Artificial Intelligence – Five Fears Explained

Richard Benjamins    19 October, 2018

While there are many great applications of Artificial Intelligence, a disproportionate amount of attention is given to concerns about AI such as robots taking over control, losing our jobs, malicious use, bias, discrimination and black box algorithms.  While we agree that some of those concerns are legitimate, others are unrealistic or not specifically related to AI. Moreover, we should not look at AI in action in isolation, but in comparison with how things are happening without AI. Why are we afraid of AI? And should we be?

No technology is without risk. The fear for Artificial Intelligence is partially based on legitimate concerns, and partially on movies and limited understanding

Fear 1 is about humanity losing control to robots who will take over the world. This fear comes from science fiction movies, and from confusing narrow AI (a machine that performs one specific task very well) with general AI (able to perform a wide range of tasks, being conscious). Today and in the foreseeable future, we are in the era of narrow AI. No need to fear that machines will take over, unless you believe in technological singularity, or think that we, humans, are machines ourselves …  

Fear 2 is about AI taking over our jobs by automating many tasks that currently are carried out by people. History has shown that any large technical revolution (electricity, motorised transportation) will affect jobs. Part of the jobs will disappear, but mostly, jobs will change nature and new jobs will be created (many of those new jobs are still unknown to us). Part of this fear is legitimate for those workers whose job will be mostly automated while not being able to develop the skills needed for the changing and new jobs.

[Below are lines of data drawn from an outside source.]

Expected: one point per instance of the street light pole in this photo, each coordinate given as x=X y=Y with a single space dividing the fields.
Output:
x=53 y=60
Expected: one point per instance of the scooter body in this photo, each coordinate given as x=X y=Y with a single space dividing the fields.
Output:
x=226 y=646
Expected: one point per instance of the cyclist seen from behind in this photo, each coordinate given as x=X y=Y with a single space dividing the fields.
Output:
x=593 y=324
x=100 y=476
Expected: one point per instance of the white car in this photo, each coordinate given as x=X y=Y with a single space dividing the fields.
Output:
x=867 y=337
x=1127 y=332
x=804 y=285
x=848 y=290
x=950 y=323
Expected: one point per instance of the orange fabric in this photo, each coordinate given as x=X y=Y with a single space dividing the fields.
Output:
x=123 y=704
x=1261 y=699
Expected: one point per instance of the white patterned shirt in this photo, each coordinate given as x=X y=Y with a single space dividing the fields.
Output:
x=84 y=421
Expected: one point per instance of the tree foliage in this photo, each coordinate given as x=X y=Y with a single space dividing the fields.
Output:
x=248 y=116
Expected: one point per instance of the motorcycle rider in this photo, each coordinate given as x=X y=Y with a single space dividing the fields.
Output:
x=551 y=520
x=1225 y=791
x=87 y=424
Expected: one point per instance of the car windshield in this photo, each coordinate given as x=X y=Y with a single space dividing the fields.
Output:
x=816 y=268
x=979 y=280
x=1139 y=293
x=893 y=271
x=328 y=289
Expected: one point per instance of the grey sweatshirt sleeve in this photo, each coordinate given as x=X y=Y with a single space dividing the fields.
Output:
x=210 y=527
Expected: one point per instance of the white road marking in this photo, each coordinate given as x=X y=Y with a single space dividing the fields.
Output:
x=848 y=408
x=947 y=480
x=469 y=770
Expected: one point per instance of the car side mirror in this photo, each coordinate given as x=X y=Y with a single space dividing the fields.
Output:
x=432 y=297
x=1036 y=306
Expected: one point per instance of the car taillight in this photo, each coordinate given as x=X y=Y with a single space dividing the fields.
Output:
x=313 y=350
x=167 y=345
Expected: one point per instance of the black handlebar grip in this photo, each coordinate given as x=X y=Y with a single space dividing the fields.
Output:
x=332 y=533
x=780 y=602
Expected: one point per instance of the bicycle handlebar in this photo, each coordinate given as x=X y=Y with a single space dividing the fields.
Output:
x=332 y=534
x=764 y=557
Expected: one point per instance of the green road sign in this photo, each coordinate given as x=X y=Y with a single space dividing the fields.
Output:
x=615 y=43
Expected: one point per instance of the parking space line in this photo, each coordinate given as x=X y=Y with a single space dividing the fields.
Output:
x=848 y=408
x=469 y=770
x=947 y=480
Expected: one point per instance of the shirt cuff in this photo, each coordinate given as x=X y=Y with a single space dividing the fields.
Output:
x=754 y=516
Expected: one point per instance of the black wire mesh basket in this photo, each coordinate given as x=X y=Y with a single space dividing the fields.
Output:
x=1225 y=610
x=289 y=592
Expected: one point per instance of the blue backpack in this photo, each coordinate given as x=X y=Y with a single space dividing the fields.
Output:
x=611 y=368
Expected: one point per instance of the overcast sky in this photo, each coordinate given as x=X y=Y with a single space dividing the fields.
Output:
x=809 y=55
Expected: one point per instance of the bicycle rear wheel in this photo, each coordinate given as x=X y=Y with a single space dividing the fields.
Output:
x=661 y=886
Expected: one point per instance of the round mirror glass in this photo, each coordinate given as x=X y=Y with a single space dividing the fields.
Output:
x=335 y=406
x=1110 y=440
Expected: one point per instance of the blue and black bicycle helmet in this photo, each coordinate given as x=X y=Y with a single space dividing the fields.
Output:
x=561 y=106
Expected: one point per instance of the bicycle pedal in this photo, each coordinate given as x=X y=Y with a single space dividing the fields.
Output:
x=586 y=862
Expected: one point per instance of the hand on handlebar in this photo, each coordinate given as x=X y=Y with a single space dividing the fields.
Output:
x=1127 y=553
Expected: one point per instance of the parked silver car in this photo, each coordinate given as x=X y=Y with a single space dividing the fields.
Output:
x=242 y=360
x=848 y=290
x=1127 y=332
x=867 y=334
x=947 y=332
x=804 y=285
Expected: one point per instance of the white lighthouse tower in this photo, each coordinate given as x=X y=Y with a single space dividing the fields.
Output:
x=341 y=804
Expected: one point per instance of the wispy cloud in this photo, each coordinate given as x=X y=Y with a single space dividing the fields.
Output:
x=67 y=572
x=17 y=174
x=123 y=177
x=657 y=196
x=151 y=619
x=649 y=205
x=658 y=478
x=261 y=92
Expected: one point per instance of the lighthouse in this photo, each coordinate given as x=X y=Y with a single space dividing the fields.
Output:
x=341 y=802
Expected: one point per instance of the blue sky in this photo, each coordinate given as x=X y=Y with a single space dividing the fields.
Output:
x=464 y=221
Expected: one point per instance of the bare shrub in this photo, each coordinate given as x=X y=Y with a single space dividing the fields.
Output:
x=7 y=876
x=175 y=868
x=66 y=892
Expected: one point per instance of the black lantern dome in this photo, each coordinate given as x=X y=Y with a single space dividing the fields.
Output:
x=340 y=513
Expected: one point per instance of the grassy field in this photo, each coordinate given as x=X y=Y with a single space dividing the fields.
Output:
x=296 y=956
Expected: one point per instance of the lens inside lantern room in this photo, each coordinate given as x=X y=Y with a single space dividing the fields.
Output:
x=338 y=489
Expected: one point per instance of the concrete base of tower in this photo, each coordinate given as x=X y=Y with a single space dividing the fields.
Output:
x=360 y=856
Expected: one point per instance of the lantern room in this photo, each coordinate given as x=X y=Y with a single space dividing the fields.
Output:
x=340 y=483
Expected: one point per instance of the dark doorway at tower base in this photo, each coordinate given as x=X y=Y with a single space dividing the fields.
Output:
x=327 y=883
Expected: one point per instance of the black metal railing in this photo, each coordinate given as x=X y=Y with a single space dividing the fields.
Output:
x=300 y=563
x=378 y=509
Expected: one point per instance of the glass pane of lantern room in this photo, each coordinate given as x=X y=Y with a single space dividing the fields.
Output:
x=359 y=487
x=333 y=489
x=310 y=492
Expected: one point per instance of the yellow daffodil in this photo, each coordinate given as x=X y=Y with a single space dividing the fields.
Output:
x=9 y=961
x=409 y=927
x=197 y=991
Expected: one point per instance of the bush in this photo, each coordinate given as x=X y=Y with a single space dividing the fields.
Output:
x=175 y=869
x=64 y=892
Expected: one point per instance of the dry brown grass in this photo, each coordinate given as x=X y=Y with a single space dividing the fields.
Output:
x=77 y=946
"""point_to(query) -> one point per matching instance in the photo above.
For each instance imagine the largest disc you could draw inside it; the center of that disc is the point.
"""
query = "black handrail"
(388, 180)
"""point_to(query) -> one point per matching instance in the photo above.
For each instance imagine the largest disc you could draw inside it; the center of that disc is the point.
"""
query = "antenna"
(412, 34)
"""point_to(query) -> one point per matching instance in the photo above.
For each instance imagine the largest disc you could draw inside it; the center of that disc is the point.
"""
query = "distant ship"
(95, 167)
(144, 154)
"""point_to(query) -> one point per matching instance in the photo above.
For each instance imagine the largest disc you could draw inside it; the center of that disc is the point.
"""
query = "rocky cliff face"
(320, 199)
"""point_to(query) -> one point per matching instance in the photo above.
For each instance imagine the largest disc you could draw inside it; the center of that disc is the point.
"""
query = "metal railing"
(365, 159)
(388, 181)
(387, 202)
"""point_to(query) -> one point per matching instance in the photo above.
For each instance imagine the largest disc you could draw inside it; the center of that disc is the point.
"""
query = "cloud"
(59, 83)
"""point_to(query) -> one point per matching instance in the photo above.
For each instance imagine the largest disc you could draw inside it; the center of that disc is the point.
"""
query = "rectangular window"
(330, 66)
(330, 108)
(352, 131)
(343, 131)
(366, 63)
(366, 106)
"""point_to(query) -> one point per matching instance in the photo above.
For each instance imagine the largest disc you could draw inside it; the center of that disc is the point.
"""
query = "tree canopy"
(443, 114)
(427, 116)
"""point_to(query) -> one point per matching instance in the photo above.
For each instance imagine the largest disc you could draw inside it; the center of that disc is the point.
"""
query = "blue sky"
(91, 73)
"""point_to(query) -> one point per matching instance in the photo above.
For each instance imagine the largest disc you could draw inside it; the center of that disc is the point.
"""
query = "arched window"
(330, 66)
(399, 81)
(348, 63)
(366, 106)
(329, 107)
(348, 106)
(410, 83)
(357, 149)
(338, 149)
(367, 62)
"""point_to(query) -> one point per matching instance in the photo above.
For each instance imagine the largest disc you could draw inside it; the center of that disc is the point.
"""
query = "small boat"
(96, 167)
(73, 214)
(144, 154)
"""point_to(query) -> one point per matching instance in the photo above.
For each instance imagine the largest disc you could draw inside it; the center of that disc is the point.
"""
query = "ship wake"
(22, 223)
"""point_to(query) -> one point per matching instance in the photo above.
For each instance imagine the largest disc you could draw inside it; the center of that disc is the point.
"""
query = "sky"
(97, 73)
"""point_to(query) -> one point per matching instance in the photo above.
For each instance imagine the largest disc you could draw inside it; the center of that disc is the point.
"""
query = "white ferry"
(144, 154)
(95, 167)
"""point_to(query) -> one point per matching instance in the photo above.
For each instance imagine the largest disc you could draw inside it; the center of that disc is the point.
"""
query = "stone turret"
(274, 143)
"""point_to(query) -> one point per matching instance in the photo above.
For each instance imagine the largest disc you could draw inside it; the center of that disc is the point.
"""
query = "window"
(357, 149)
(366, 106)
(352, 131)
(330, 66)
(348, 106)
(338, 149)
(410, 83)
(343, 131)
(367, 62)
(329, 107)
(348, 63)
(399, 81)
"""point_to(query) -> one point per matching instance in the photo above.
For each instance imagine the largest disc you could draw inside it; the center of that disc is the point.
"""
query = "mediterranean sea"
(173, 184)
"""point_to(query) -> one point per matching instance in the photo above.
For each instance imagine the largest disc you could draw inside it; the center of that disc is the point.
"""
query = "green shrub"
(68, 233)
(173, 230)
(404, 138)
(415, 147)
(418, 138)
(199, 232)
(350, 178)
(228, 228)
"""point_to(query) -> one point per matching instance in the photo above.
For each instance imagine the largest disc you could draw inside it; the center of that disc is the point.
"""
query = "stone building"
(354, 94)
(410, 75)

Fear 3 is that increasingly more decisions about people are taken or supported by AI: decisions about hiring, acceptance by insurers, granting of loans, medical diagnosis & treatment, etc. Such AI systems are trained on large data sets, and those data sets can contain undesired bias or sensitive personal data. The concern is that this might lead to discriminatory impact. Moreover, sometimes the algorithms of AI systems are black boxes, which justifies the concern that decisions are taken without people being able to understand them. Those fears are justified and creators of AI should be aware of, and transparent about those concerns, and do everything they can to remove them. If unsuccessful, then the AI systems should not be used for decisions that significantly impact people’s lives.

Fear 4 is that sophisticated AI systems can cause huge harm in the hands of malicious people: think about AI-based cyberattacks. This is definitely true, but is not specific to AI and applies to any powerful technology.   Fear 5 is based on losing one’s privacy, caused by all kinds of apps and companies that collect massive amounts of personal data, often in a less than transparent manner. This is a well-recognised issue and one of the reasons the GDPR exists. However, this fear does not only apply to AI systems, but to most digital systems that operate with personal data. We warn against an unfounded fear of AI. There are so many more good uses than bad uses.

As we can see, while two of the five fears of AI are legitimate (jobs & discrimination/transparency), they have limited scope and solutions can be foreseen, either societal/organisational (fear 2) or technical/organisational (fear 3). Fear 1 (super-intelligence) is more a philosophical debate as well as the topic of movies. It is not a reality. Fear 4 (malicious use) and fear 5 (privacy loss) are very real and will happen, but are not specific to AI.

It is human nature to pay attention to fear; that has contributed to putting us on top of the evolutionary chain. But let’s also not forget that AI can be used for an infinite number of good things to improve our world. Think about AI for Social Good to help achieve the UN’s Sustainable Development Goals (no poverty, no hunger, peace, health, education, equality, climate, water, etc.)  

Sometimes we think that we humans are a great species, but we shouldn’t forget that the majority of the misery, pain, destruction, wars, etc. in the world has been and is created by humans. We need to worry about machines becoming more intelligent and autonomous, but sometimes we could ask ourselves whether the world would be a better place, if less humans and more machines made decisions.